I want to sort text phrases by their number of words



  • I would like the program to be able to select or identify a sentence automatically (from one point to the next or from one point to the question mark or to the exclamation mark) and to order each sentence one by the number of words that each one has. So that the sentence with fewer words would be at one end and the one with more words at the other.

    For exemple:

    Normal text:
    The day was very difficult today. I hope the next few days get better. Do you hope the same? I hope you hope the same as me!

    Sorted text:

    1. Do you hope the same?
    2. The day was very difficult today.
    3. I hope the next few days get better.
    4. I hope you hope the same as me!

    it could also be:
    Do you hope the same? The day was very difficult today. I hope the next few days get better. I hope you hope the same as me!

    I don’t know how to do this, can someone help me?

    Thanks in advance



  • You cannot do it natively in Notepad++, with only builtin tools, in the truly generic situation you described. I cannot think that it would be a general-purpose enough sequence of events that any text editor includes it natively or even as a plugin.

    The two biggest problems:

    1. Defining beginning/end of a sentence reasonably: You can find periods with regular expressions (regex). But unfortunately, while periods can be used to end sentences, they can also be used for abbreviations both before and in between letters (Dr. vs M.D.), and many other places that are not the end of the sentence. Unlike when I was a kid, in modern text files, you cannot rely on “period space space” being unambiguously “end of sentence”, since many text files and style guides use single spaces after sentence-ending periods. And don’t get me started on parsing end-of-sentence when quotations are involved. A well-trained A.I. (or a reasonably-educated human) can usually get it right, but there isn’t a reasonable regex out there which will incorporate all the nuances. (The author said, “I hope Dr. Bob lives on Private Dr. in the same town where Harry Potter lives.” The programmer asked, “Can you see why this would be hard to parse in regex?”)
    2. Counting words in a group of text is not a feature built into Notepad++.

    So, even if you make simplistic assumptions and can get a regex to parse all of your sentences, you still cannot count words in each of those sentences without invoking a programming language – at which point it becomes mostly a programming challenge.
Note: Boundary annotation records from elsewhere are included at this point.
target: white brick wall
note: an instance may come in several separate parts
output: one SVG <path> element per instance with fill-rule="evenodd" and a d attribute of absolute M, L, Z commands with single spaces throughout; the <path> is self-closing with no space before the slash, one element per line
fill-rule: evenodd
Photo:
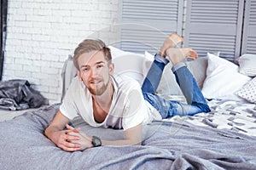
<path fill-rule="evenodd" d="M 28 80 L 50 104 L 61 100 L 61 68 L 78 43 L 115 38 L 118 0 L 9 0 L 8 12 L 3 80 Z"/>

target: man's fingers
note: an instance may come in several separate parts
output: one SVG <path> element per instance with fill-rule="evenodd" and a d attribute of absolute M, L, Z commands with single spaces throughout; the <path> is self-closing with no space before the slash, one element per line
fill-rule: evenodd
<path fill-rule="evenodd" d="M 71 133 L 66 133 L 63 136 L 63 139 L 64 139 L 64 140 L 71 141 L 71 140 L 79 140 L 80 137 L 76 133 L 71 132 Z"/>
<path fill-rule="evenodd" d="M 64 141 L 63 144 L 60 146 L 60 148 L 66 151 L 77 151 L 80 150 L 81 146 L 79 144 L 73 144 L 70 142 Z"/>
<path fill-rule="evenodd" d="M 76 133 L 79 133 L 80 131 L 80 128 L 73 128 L 72 126 L 69 126 L 68 124 L 66 124 L 66 128 L 68 129 L 68 130 L 72 130 L 72 131 L 74 131 Z"/>

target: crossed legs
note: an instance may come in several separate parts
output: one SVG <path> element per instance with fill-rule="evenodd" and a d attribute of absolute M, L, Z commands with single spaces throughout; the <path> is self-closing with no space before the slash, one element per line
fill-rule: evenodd
<path fill-rule="evenodd" d="M 177 34 L 172 34 L 163 43 L 143 83 L 142 90 L 144 99 L 159 110 L 163 118 L 176 115 L 195 115 L 208 112 L 210 109 L 205 100 L 193 75 L 182 61 L 189 58 L 197 58 L 197 53 L 190 48 L 176 48 L 176 45 L 183 39 Z M 160 83 L 164 68 L 169 60 L 172 63 L 172 71 L 188 104 L 166 100 L 157 94 L 156 89 Z"/>

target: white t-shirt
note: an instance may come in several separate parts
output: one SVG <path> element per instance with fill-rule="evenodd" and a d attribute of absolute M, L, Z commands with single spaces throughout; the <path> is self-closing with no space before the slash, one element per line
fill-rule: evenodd
<path fill-rule="evenodd" d="M 139 83 L 127 76 L 111 77 L 114 93 L 109 112 L 103 122 L 98 123 L 93 116 L 92 97 L 90 91 L 78 77 L 75 77 L 60 106 L 61 112 L 73 119 L 80 115 L 92 127 L 124 128 L 148 122 L 153 119 L 160 119 L 160 114 L 144 100 Z M 153 111 L 153 112 L 152 112 Z"/>

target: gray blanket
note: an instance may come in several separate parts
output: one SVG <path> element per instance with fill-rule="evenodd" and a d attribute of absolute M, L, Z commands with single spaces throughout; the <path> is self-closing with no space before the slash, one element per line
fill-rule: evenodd
<path fill-rule="evenodd" d="M 33 89 L 26 80 L 0 82 L 0 109 L 20 110 L 44 105 L 48 105 L 48 99 Z"/>
<path fill-rule="evenodd" d="M 102 146 L 66 152 L 44 135 L 58 105 L 0 122 L 1 169 L 256 169 L 256 138 L 230 130 L 155 122 L 142 146 Z M 73 122 L 89 135 L 124 138 L 122 130 Z"/>

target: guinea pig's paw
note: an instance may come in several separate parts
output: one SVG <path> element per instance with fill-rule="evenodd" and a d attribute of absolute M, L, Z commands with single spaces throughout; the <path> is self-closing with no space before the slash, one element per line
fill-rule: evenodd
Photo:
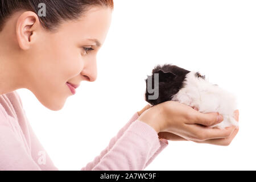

    This is not a code-writing service. This is not a general programming forum for asking programming questions. So from that perspective, it’s not on-topic for a Notepad++ forum.

    However, I had an idea while writing this up of a way to do it fully inside Notepad++, given some limiting assumptions:

    1. A period, question mark, or exclamation point are the only valid sentence enders.
    2. Those three characters are only at the end of a sentence and never inside a sentence (so no abbreviations).
    3. A “word” is defined as any sequence of non-whitespace characters (so “code-writing” is one word)
    4. There are no quotations.
    5. No sentence will have more than 10 words

    Sequence:

    1. Edit > Select All (^A)
    2. Edit > Line Operations > Join (^J)
    3. Search > Replace
      Find What: (?<=[\?\!\.])\s*
      Replace With: \r\n
      Search Mode = regular expression (assumed from here on out)
      Hit Replace All
    4. Search > Replace
      Find What: ^(\S+\h*)((?1))?((?1))?((?1))?((?1))?((?1))?((?1))?((?1))?((?1))?((?1))?$
      Replace With: (?{10}10\::(?{9}09\::(?{8}08\::(?{7}07\::(?{6}06\::(?{5}05\::(?{4}04\::(?{3}03\::(?{2}02\::(?{1}01\::()))))))))))$0
    5. Edit > Line Operations > Sort as Integers Ascending
    6. Search > Replace
      Find What: ^\d{2}:
      Replace With: empty string
    7. Edit > Select All (^A)
    8. Edit > Line Operations > Join (^J)

    START =

    The day was very difficult today. I hope the next few days get better. Do you hope the same? I 
    hope you hope the same as me! Hello, world! This sentence is just ten teeny-tiny words long, 
    silly goose! No?
    

    After #3 =

    The day was very difficult today.
    I hope the next few days get better.
    Do you hope the same?
    I hope you hope the same as me!
    Hello, world!
    This sentence is just ten teeny-tiny words long, silly goose!
    No?
    

    After #4 =

    06:The day was very difficult today.
    08:I hope the next few days get better.
    05:Do you hope the same?
    08:I hope you hope the same as me!
    02:Hello, world!
    10:This sentence is just ten teeny-tiny words long, silly goose!
    01:No?
    

    after #5 =

    
    01:No?
    02:Hello, world!
    05:Do you hope the same?
    06:The day was very difficult today.
    08:I hope the next few days get better.
    08:I hope you hope the same as me!
    10:This sentence is just ten teeny-tiny words long, silly goose!
    

    after #6 =

    
    No?
    Hello, world!
    Do you hope the same?
    The day was very difficult today.
    I hope the next few days get better.
    I hope you hope the same as me!
    This sentence is just ten teeny-tiny words long, silly goose!
    

    after #8 =

     No? Hello, world! Do you hope the same? The day was very difficult today. I hope the next few days get better. I hope you hope the same as me! This sentence is just ten teeny-tiny words long, silly goose!
    

    --------------------

    Quickie explanation of the regex in #4: look for 1 to 10 “words” that are made up of non-space followed by zero or more space separators. In the replacement, use the conditional replacement: if it found #10, prefix with 10:, else 09:, else 08:, … else 01: else if it doesn’t match, don’t prefix at all.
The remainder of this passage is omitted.